American electrical engineer

Jane M. Lehr is an American electrical engineer whose research concerns pulsed power, liquid dielectrics, and ultra-wideband transmission. She is a professor of electrical and computer engineering at the University of New Mexico, the former president of the IEEE Nuclear and Plasma Sciences Society, and a coauthor of the book Foundations of Pulsed Power Technology.

==Education and career==
Lehr majored in engineering physics at the Stevens Institute of Technology, where she graduated in 1985. She completed a Ph.D. in electrical engineering at New York University in 1996.

After working in industry, she became a research engineer for the Air Force Research Laboratory at Kirtland Air Force Base in Albuquerque, New Mexico from 1997 to 2002, and then a research physicist at the Sandia National Laboratories in Albuquerque from 2002 to 2013, associated with Sandia's Z Pulsed Power Facility. During this time, she was president of the IEEE Nuclear and Plasma Sciences Society for the 2007–2008 term.

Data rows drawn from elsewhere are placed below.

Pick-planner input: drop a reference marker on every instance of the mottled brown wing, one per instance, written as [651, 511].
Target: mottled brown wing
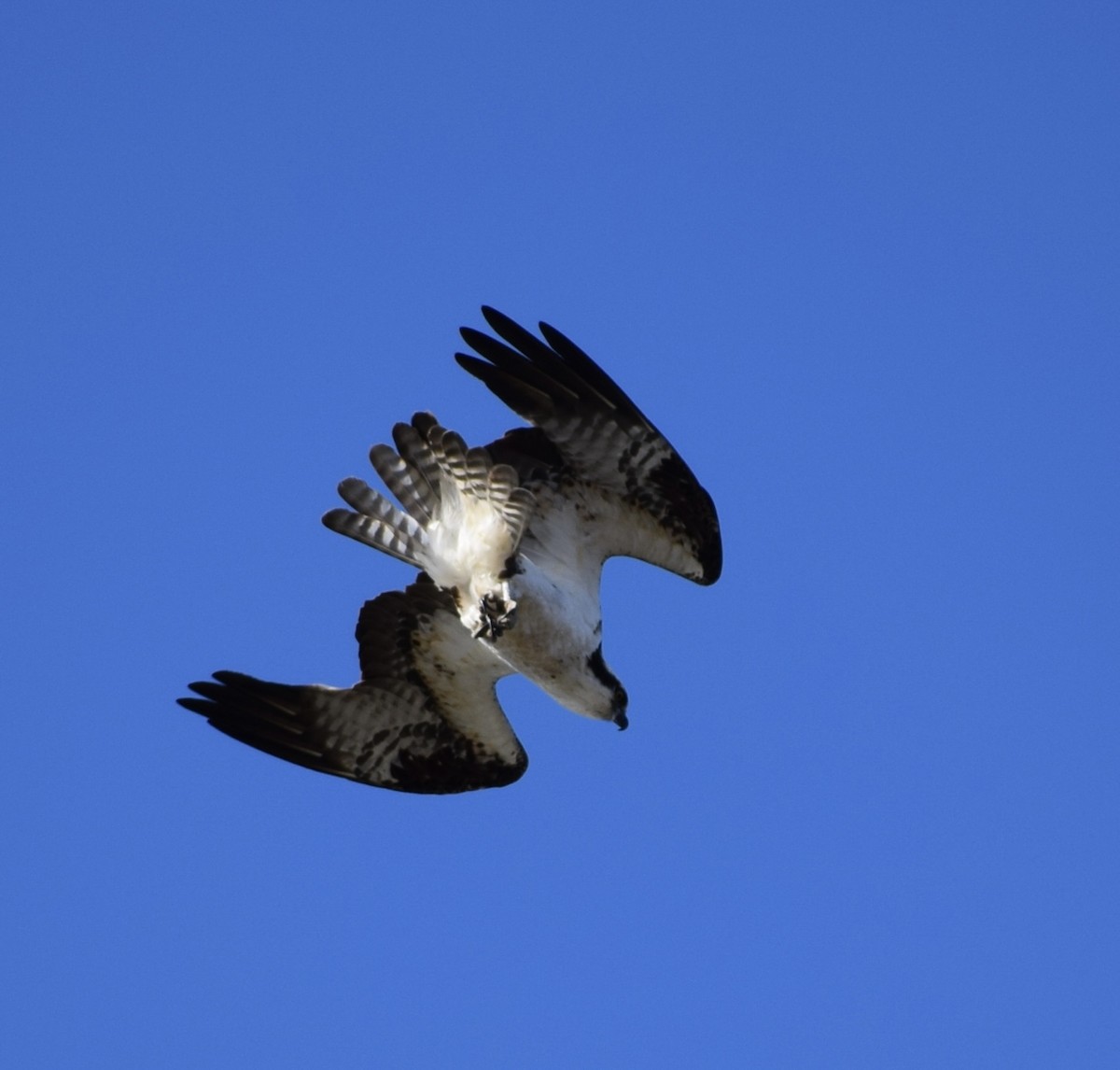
[587, 429]
[424, 718]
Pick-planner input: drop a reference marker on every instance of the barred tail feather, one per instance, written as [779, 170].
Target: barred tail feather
[376, 522]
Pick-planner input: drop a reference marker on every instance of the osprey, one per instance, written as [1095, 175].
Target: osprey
[510, 541]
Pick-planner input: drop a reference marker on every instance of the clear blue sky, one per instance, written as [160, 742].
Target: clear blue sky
[858, 261]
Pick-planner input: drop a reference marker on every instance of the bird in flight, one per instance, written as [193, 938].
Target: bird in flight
[510, 542]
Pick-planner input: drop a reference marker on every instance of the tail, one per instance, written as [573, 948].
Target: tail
[463, 521]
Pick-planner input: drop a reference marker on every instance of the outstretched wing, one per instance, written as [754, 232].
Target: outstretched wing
[424, 718]
[644, 500]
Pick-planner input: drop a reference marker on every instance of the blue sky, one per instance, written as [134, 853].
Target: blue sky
[857, 261]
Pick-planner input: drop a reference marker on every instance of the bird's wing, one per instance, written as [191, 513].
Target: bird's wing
[638, 496]
[424, 718]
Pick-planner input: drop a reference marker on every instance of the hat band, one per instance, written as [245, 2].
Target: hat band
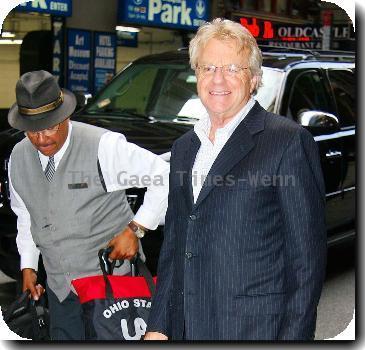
[46, 108]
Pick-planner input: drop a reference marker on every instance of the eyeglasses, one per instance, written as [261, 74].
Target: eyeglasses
[231, 70]
[46, 132]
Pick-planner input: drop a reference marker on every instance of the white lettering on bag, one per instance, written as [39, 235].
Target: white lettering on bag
[139, 327]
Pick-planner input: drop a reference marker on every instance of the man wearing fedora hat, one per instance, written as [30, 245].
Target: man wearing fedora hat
[67, 183]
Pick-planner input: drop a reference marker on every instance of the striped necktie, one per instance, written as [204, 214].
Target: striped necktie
[50, 169]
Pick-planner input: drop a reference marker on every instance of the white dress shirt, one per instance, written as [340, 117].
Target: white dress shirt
[208, 151]
[123, 165]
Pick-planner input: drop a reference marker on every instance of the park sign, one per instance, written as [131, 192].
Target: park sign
[52, 7]
[179, 14]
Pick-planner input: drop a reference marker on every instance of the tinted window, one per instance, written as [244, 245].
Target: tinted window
[166, 91]
[307, 94]
[343, 85]
[149, 90]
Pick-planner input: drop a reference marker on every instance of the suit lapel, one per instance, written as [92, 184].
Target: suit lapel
[237, 147]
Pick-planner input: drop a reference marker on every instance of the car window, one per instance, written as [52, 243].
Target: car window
[147, 90]
[307, 94]
[166, 91]
[343, 85]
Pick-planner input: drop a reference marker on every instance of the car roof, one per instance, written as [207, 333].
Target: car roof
[273, 56]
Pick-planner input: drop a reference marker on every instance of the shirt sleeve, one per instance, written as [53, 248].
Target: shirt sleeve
[125, 165]
[29, 253]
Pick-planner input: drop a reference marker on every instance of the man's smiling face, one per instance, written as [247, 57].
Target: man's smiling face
[224, 95]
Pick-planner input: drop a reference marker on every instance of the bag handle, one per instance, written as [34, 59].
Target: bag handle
[139, 268]
[107, 268]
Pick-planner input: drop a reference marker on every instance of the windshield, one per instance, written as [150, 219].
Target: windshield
[166, 91]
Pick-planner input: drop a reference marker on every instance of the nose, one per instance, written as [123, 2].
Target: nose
[218, 75]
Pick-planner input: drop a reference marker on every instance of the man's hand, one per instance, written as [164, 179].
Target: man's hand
[29, 282]
[125, 245]
[155, 336]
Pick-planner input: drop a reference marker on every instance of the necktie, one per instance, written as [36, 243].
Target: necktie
[50, 169]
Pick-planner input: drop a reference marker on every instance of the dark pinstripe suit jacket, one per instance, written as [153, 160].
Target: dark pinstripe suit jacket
[247, 260]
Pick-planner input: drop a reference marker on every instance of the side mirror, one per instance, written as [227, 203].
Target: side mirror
[318, 122]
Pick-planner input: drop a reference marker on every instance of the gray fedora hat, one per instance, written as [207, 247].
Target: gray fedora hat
[40, 103]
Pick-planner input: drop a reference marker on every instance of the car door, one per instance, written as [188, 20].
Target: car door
[343, 86]
[306, 90]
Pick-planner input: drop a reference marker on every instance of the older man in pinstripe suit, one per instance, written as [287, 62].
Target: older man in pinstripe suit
[245, 241]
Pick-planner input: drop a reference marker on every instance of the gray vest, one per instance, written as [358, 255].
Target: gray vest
[70, 221]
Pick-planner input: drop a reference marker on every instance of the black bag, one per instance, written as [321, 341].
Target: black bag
[28, 318]
[116, 307]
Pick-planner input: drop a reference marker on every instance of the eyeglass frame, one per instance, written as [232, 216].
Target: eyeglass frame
[224, 69]
[46, 132]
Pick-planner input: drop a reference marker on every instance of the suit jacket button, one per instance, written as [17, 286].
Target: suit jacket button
[188, 255]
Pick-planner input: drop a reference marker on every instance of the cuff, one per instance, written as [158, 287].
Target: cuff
[147, 218]
[29, 261]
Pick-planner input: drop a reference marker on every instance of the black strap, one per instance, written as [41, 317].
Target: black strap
[138, 268]
[17, 306]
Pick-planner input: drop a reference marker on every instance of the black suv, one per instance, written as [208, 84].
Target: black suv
[154, 100]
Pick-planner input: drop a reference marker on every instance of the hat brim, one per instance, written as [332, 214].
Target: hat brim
[43, 120]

In 2013, she moved to the University of New Mexico as chair of the Department of Electrical & Computer Engineering.

==Book==
Lehr is a coauthor of the book Foundations of Pulsed Power Technology (with Pralhad Ron, Wiley and IEEE Press, 2018).

==Recognition==
Lehr was named an IEEE Fellow in 2008, "for contributions to high power switches for generating electromagnetic radiation". She is the 2015 recipient of the Richard F. Shea Distinguished Member Award of the IEEE Nuclear and Plasma Sciences Society, given to her "for outstanding contributions to the leadership of the IEEE Nuclear and Plasma Sciences Society and the IEEE NPSS Pulsed Power Science and Technology Technical Committee".